Note- the uproar comes from within. People in turkey have this fear they'll wake up one day and notice they are in Iran. However, if you look at the track record of the AK party after being in power for over 5 years, they have instituted mass reforms of the countries justice system to conform to EU law, i.e. eliminate the death penalty, (we haven't even done that here in the US!) and have aggressively pursued EU integration and membership. They understand what people will not tolerate. A canadian perspective - for the longest time Canadians were scared to elect a conservative party to government, scared they would touch universal health-care. The liberal party even ran attack ads portraying what Canada will become in the hands of conservatives: US-style health-care. However Canadians knew that the debate was over, and that value is something all of us would rise to defend. Today we live with a conservative government in power. The only thing they've done to health care is increase government spending. They know that trying to do anything else would cause revolt and consequently lose every election for another 15 years.

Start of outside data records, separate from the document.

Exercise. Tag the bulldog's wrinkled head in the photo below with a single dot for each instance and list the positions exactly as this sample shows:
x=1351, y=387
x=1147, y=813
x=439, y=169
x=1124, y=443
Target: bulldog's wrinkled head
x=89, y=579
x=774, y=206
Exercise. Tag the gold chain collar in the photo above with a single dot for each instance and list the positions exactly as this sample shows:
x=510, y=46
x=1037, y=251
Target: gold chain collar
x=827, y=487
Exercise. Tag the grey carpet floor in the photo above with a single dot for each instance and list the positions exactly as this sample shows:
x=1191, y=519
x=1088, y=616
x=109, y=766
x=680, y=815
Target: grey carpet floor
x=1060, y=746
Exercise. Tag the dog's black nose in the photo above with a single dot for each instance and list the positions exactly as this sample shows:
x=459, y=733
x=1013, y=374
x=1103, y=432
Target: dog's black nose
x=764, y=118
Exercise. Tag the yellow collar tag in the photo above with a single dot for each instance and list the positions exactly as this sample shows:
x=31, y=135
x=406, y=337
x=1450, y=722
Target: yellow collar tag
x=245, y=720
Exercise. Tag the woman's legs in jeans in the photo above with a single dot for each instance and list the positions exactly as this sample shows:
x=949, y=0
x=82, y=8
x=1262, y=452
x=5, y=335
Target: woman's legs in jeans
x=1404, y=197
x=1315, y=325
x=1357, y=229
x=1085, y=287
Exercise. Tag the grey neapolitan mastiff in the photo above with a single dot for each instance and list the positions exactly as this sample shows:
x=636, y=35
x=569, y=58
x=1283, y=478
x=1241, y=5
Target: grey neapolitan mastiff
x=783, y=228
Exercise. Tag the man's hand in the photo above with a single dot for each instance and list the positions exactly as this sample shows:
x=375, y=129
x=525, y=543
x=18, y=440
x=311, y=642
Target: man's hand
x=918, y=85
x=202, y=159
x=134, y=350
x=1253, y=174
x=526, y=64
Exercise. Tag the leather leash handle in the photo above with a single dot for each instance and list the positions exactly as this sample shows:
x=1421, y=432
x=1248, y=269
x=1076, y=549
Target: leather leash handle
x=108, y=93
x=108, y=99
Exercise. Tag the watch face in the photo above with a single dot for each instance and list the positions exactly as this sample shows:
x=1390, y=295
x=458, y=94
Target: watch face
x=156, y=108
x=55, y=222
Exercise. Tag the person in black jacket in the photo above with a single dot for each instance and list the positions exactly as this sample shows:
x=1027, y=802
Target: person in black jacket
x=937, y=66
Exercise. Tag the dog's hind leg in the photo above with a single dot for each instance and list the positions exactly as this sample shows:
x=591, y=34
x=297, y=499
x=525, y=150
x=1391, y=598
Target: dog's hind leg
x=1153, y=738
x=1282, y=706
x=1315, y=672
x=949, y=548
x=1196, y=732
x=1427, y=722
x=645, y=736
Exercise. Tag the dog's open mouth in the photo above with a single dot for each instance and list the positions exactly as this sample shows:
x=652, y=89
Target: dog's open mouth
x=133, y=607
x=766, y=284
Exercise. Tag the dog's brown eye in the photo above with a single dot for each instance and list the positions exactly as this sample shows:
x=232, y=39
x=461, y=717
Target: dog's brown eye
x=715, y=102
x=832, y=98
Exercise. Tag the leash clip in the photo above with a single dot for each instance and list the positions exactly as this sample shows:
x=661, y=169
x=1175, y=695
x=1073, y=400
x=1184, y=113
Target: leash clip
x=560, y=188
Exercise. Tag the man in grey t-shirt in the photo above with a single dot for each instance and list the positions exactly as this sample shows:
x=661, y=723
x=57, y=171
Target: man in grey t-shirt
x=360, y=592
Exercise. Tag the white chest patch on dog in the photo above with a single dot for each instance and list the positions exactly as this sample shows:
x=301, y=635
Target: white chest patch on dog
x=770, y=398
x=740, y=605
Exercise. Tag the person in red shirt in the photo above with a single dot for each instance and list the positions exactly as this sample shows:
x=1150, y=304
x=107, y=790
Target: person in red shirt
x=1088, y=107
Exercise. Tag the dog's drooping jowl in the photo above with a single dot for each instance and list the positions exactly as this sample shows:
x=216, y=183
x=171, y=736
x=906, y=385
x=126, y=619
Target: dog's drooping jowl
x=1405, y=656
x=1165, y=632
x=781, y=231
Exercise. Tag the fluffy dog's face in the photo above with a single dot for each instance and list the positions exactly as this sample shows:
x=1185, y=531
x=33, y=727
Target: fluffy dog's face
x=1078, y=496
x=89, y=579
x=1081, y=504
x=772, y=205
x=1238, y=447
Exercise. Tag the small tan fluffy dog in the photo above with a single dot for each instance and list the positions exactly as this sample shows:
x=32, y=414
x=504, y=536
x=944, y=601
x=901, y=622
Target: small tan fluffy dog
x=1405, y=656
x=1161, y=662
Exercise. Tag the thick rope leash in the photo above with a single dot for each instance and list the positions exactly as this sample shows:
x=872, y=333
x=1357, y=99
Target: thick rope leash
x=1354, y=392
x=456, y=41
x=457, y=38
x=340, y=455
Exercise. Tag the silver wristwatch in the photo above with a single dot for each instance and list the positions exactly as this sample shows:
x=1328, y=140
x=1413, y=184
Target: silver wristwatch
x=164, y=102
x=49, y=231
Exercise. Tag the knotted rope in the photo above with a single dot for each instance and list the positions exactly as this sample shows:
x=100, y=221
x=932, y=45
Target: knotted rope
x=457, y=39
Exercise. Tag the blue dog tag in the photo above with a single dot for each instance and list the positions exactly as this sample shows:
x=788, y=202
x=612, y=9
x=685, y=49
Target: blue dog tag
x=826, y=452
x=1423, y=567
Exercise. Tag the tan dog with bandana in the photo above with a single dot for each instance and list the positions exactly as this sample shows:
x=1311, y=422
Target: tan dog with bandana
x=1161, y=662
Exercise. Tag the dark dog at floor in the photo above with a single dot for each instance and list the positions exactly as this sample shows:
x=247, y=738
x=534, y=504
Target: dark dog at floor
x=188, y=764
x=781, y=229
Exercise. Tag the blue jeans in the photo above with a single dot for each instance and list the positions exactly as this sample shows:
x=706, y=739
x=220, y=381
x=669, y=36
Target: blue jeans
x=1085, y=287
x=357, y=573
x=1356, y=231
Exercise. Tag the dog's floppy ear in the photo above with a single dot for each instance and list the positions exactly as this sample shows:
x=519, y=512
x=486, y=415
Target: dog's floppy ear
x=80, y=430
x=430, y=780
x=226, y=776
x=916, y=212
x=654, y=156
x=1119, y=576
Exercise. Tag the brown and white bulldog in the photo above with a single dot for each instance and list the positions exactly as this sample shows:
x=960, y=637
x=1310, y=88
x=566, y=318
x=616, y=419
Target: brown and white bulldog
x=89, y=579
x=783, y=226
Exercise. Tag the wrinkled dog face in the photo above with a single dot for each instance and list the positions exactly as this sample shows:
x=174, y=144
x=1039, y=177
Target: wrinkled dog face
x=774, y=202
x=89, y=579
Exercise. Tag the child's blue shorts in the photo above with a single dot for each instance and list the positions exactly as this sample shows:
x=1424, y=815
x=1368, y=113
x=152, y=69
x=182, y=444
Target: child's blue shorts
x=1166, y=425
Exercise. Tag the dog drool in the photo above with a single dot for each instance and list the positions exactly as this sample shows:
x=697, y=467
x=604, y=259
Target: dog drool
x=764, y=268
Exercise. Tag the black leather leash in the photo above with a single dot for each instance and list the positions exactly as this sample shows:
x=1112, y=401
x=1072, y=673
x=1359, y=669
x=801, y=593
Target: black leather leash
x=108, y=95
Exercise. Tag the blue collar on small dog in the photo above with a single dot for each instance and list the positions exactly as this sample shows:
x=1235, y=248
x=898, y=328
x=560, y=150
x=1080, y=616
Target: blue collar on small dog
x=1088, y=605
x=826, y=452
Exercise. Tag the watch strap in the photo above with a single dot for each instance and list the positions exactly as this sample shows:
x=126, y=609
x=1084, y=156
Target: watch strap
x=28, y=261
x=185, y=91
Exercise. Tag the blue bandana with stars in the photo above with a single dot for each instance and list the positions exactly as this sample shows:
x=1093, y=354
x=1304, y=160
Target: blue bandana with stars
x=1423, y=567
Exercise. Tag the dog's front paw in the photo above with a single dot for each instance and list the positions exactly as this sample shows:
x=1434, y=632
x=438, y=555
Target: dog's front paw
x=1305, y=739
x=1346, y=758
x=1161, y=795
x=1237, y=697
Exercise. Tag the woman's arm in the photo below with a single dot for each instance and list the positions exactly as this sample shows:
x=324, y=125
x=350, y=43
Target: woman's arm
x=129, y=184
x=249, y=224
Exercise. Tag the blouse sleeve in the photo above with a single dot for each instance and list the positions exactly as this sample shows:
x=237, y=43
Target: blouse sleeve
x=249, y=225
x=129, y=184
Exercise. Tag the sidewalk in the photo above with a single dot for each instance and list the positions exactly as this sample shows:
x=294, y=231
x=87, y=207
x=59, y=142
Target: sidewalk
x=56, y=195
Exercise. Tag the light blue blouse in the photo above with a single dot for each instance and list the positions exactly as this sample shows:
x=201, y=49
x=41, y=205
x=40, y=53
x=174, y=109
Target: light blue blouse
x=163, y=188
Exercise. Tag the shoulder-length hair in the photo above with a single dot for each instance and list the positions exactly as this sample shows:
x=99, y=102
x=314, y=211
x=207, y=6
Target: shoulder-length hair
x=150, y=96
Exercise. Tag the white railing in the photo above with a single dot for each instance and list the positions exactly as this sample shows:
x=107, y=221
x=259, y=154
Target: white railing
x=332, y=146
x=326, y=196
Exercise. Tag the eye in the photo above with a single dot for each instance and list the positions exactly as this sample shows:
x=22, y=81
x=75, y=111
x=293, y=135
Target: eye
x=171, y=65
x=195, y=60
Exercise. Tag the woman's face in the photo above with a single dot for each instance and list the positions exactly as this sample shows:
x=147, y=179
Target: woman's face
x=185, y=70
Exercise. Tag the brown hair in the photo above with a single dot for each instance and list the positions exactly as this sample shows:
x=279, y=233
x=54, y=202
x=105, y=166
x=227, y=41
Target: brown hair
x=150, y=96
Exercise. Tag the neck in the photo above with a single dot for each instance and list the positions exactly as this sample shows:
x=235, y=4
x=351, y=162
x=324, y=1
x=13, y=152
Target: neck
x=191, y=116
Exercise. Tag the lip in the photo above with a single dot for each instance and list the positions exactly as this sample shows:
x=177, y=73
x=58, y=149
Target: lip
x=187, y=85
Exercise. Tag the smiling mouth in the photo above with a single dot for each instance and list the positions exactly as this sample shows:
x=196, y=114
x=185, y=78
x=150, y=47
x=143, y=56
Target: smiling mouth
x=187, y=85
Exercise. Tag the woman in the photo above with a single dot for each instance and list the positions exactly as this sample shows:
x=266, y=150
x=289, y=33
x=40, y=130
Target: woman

It will be interesting to see if Turkey can sustain secularism on its own without the stick of the military. It's really the next step in becoming a modern, progressive, true democracy. The people of Turkey will not wake up one day and find themselves in Iran, instead they'll feel confident enough in their values that they'll no longer need the military to protect what they value so dear. Instead they'll protect this with the one thing every great nation gives its citizens. A vote.